Император выдал необходимую сумму из личных средств, жизнь журналу продлили на три года, но в следующий раз Серов обращаться за субсидией не стал. В январе 1905 года он пережил шок после расстрела демонстрации в Петербурге и вместе с Василием Поленовым отправил письмо в императорскую Академию художеств (коллеги подписать его отказались): «Мрачно отразились в сердцах наших страшные события 9 января. Некоторые из нас были свидетелями, как на улицах Петербурга войска убивали беззащитных людей, и в памяти нашей запечатлена картина этого кровавого ужаса. Мы, художники, глубоко скорбим, что лицо, имеющее высшее руководительство над этими войсками, пролившими братскую кровь, в то же время состоит во главе Академии художеств, назначение которой – вносить в жизнь идеи гуманности и высших идеалов».
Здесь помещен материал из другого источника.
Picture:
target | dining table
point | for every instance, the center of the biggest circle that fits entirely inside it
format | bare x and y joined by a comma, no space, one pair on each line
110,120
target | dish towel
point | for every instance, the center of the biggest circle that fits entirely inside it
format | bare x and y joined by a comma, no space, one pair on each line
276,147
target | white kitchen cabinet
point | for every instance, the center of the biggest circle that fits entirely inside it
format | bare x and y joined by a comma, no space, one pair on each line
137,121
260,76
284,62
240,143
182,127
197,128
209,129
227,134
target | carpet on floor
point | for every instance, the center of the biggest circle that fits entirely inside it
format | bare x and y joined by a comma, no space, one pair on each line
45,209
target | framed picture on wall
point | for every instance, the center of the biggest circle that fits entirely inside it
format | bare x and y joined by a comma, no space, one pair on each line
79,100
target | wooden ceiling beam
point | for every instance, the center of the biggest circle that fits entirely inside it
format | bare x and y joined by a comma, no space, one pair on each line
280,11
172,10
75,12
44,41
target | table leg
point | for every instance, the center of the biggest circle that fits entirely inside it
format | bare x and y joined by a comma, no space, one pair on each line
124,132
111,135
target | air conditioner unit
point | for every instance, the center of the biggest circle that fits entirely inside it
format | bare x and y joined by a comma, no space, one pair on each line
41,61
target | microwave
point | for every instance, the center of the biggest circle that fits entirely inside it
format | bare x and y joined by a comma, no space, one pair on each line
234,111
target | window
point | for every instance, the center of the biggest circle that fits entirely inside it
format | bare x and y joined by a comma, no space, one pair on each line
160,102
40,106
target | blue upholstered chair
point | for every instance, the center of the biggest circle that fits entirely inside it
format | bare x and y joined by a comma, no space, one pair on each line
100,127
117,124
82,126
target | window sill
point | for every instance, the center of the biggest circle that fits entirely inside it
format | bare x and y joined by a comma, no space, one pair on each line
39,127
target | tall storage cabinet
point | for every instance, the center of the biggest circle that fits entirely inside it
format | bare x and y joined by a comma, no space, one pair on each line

Ответа на этот выпад в адрес великого князя Владимира Александровича, возглавлявшего Академию художеств и командовавшего гвардией и войсками Санкт-Петербургского военного округа, не последовало, и Серов вышел из состава академии. Неудивительно, что царскую семью, как утверждает Гиршман, «он презирал: Николая считал провинциальным капитаном, сошедшим со страниц какого-нибудь рассказа А. Куприна, особенно когда тот, сосредоточившись на одном для него чрезвычайно важном деле и забыв об окружающем, вынимал свою огромную зажигалку с фитилём и начинал закуривать папиросу, щёлкая кремнем».
Возможно, художник неосознанно предъявлял слишком высокие требования к политике, но его апелляция к нравственным требованиям всегда натыкалась на решительный отказ власти быть последовательно гуманной и милосердной.